5. Fazit und Ausblick
Anhand der von Roger Hart (Hart 1997) entwickelten "Partizipationsleiter" lässt sich aufzeigen, welchen Grad der Mitwirkung den Jugendlichen in diesem Projekt zuerkannt wird. Je nach Umfang der Gestaltungsmacht, die jungen Menschen übertragen wird, lassen sich verschiedene Stufen der Partizipation unterscheiden. Der OLJR kann dabei auf der sechsten Stufe verortet werden. Sie wird bezeichnet als Mitwirkung: "Jugendliche können sich durch Anregungen oder Kritik beteiligen, die endgültige Entscheidungskompetenz liegt aber bei den Erwachsenen – Erwachseneninitiative, geteilte Entscheidung mit Kindern." Diese Stufe der Mitsprache, des Verhandelns und des Gehörtwerdens sind "echte" Formen der Partizipation. Bei den höheren Stufen geht es dann z.B. um Selbstverwaltung von und für Jugendliche. Dabei handelt es sich aber nach Hart nicht um "bessere" Formen der Beteiligung, sondern lediglich um "andere". Junge Menschen entscheiden oder mitentscheiden zu lassen, heißt im Endeffekt, Gestaltungsmacht von Erwachsenen zu reduzieren, so dass Jugendliche selbst Verantwortung für die sie betreffenden Entscheidungen übernehmen können. Beteiligung ist daher eigentlich nur "echt", wenn es wirklich etwas zu gestalten gibt, sich also direkte Folgen und Konsequenzen daraus ergeben. Durch die Mitwirkung des OLJR im MORO-Prozess und das Einfließen der Ergebnisse in den Abschlussbericht ist diese Anforderung bereits weitgehend erfüllt. Gekrönt werden könnte das Projekt, wenn die Jugendlichen auch beim kommenden Schritt, nämlich der politischen Umsetzung der Vorschläge und Planungen, beteiligt werden, und zwar im Rahmen einer festen grenzüberschreitenden Beteiligungsstruktur - wie immer die dann konkret heißen wird.
Literatur
Cohn-Bendit, Daniel / Beck, Ulrich 2012: Wir sind Europa: Manifest zur Neugründung Europas von unten. Allianz Kulturstiftung 2012. URL: http://manifest-europa.eu/allgemein/wir-sind-europa?lang=de [Stand: 31.07.2013].
Dachverband Schweizer Jugendparlamente (Hrsg.) 2010: Handbuch Jugendparlament. Luzern 2010.
Friedrich Ebert Stiftung - Büro Dresden (Hrsg.) 2007: Ohne Jugend ist kein Staat zu machen; Planspiel Kommunalpolitik. Dresden 2007. URL: http://library.fes.de/pdf-files/bueros/dresden/04246.pdf [Stand: 05.09.2013].
Hart, Georg 1997: Children´s Participation.

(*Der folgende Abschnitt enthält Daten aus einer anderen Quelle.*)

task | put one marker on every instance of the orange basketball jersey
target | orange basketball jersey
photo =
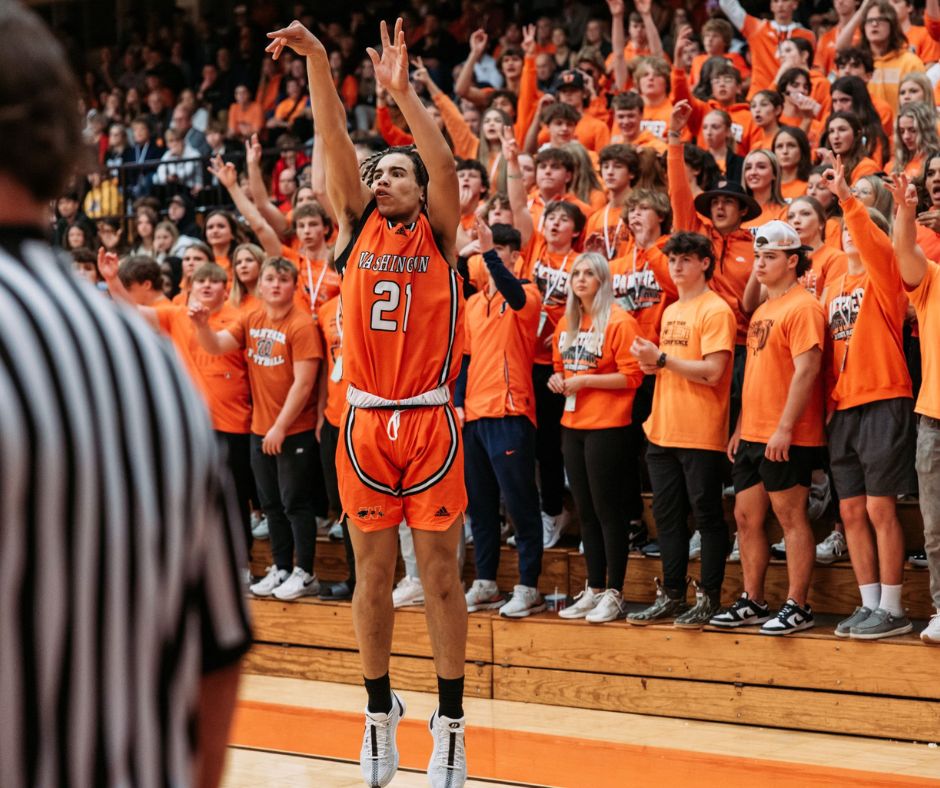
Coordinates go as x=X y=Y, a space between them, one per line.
x=402 y=309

The Theory and Practice of Innovating Young Citizens in Community Development and Environmental Care. Sterling VA. 1997.
Jugend für Europa (Hrsg.) 2010: Partizipation junger Menschen – Nationale Perspektiven und europäischer Kontext. Bonn 2010.
Jugend in Aktion (Hrsg.) 2011: Youthpass-Handbuch. Bonn 2011. URL: https://www.youthpass.eu/downloads/13-62-97/Youthpass%20Guide%20DE.pdf [Stand: 28.10.2013].
Olk, Thomas / Roth, Roland 2007: Zum Nutzen der Beteiligung von Kindern und Jugendlichen. In: Bertelsmann Stiftung (Hrsg.): Kinder- und Jugendbeteiligung in Deutschland. Gütersloh 2007, Seite 39-57.